Error responses use the hosted contract's stable envelope:

{
  "error": {
    "code": "invalid_request",
    "message": "transcript section requires at_s or a YouTube timestamp such as t=2449s",
    "request_id": "req_0000000000000001"
  }
}

Stream Sessions¶

Start a stream session:

curl -fsS http://127.0.0.1:8787/v1/stream/start \
  -H 'authorization: Bearer tb_sk_test_local' \
  -H 'content-type: application/json' \
  -d '{
    "url": "https://radio.example/live.mp3",
    "lang": "en"
  }' | jq

The successful response contains:

request_id
session, matching the local StreamSession type

Poll for new transcript chunks:

curl -fsS 'http://127.0.0.1:8787/v1/stream/sess-1/poll?cursor=0' \
  -H 'authorization: Bearer tb_sk_test_local' | jq

The successful response contains:

request_id
chunk, matching the local StreamChunk type

The SSE endpoint emits the same chunk envelope as a text/event-stream response:

curl -fsS 'http://127.0.0.1:8787/v1/stream/sess-1/events?cursor=0' \
  -H 'authorization: Bearer tb_sk_test_local' \
  -H 'accept: text/event-stream'

Stop a session:

curl -fsS -X POST http://127.0.0.1:8787/v1/stream/sess-1/stop \
  -H 'authorization: Bearer tb_sk_test_local' | jq

List active sessions:

curl -fsS http://127.0.0.1:8787/v1/stream \
  -H 'authorization: Bearer tb_sk_test_local' | jq

Pilot Usage Snapshot¶

Inspect the authenticated account's usage counters:

curl -fsS http://127.0.0.1:8787/v1/admin/usage \
  -H 'authorization: Bearer tb_sk_test_local' | jq

The response contains:

account_id, from the authenticated API key record
api_key_id, a stable key identifier, not the raw key
key_label, if the authenticated API key record has one
limits, from static environment configuration
counters, including account-scoped rolling-window endpoint counters and rate_limited
recent_events, a bounded event ring for that account, rebuilt from the durable JSONL sink when configured

Static quota configuration:

Variable	Default	Notes
`TUBEBRAIN_USAGE_EVENT_LOG`	unset	Optional JSONL file path for durable usage events.
`TUBEBRAIN_USAGE_WINDOW_SECS`	`86400`	Rolling quota window used for counters and rate-limit reset hints.
`TUBEBRAIN_QUOTA_TRANSCRIPT_SECTION`	`300`	Per-account window cap.
`TUBEBRAIN_QUOTA_STREAM_START`	`60`	Per-account window cap.
`TUBEBRAIN_QUOTA_STREAM_POLL`	`1800`	Per-account window cap.
`TUBEBRAIN_QUOTA_STREAM_EVENTS`	`300`	Per-account window cap.
`TUBEBRAIN_QUOTA_STREAM_STOP`	`300`	Per-account window cap.
`TUBEBRAIN_QUOTA_STREAM_LIST`	`300`	Per-account window cap.
`TUBEBRAIN_USAGE_EVENT_CAPACITY`	`512`	Bounded recent-event ring returned by `GET /v1/admin/usage`.
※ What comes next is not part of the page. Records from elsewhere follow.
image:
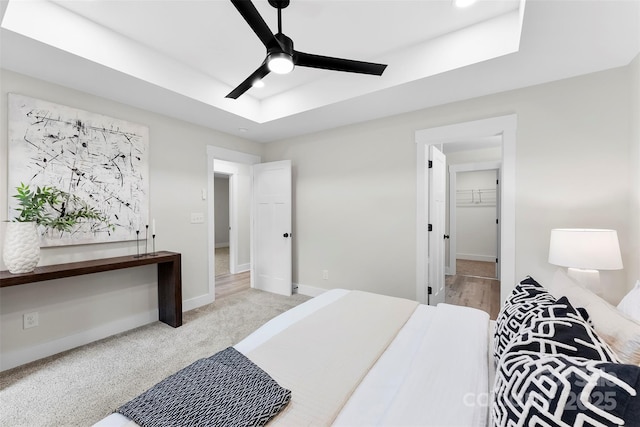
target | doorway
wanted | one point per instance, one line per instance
(231, 203)
(234, 166)
(472, 278)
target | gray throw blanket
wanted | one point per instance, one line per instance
(226, 389)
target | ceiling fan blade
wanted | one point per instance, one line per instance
(337, 64)
(262, 71)
(255, 21)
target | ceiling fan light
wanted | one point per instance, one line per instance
(464, 3)
(280, 63)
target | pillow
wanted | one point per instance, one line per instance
(619, 331)
(560, 329)
(630, 304)
(526, 301)
(546, 390)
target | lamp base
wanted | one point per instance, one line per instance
(589, 279)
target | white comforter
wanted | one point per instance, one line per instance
(434, 373)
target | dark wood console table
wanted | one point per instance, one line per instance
(169, 278)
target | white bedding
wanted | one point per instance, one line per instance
(434, 373)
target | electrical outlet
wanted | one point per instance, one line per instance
(30, 320)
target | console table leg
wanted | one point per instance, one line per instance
(170, 292)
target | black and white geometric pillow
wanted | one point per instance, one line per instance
(226, 389)
(544, 390)
(560, 329)
(527, 300)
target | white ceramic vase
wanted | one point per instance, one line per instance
(21, 251)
The JSONL sink stores usage event metadata only: event/request/account/key IDs, endpoint, source kind, outcome, status, duration, stream/STT timing, retry count, optional estimated cost, and a public error code. It does not store raw API keys, bearer tokens, cookies, signed media URLs, PoTokens, BotGuard internals, raw audio, or original source URLs.

Current Limits¶

This MVP has account-scoped in-memory API key records, account-scoped stream session ownership, and optional file-backed usage-event durability, but it does not yet include self-serve account management, billing, durable multi-process hosted sessions, database-backed metering, or public managed PoToken endpoints.

Stream sessions are in-memory and single-process. The protected-preview routing model is documented in Hosted Stream Session Routing: route active session traffic to the same worker, return 404 not_found after a worker restart or wrong-account access, and keep raw audio out of durable storage. Before broad paid traffic, the hosted layer still needs Redis-backed cursors/buffers, cross-replica usage aggregation, and automated billing-grade operations.

Public responses and diagnostics must not expose cookies, signed media URLs, PoTokens, BotGuard internals, or raw audio. The hosted error envelope redacts known sensitive URL, token, cookie, PoToken, and BotGuard-shaped strings before returning messages to clients. Raw audio is not persisted by default; live segment buffers are operational state for the active session only.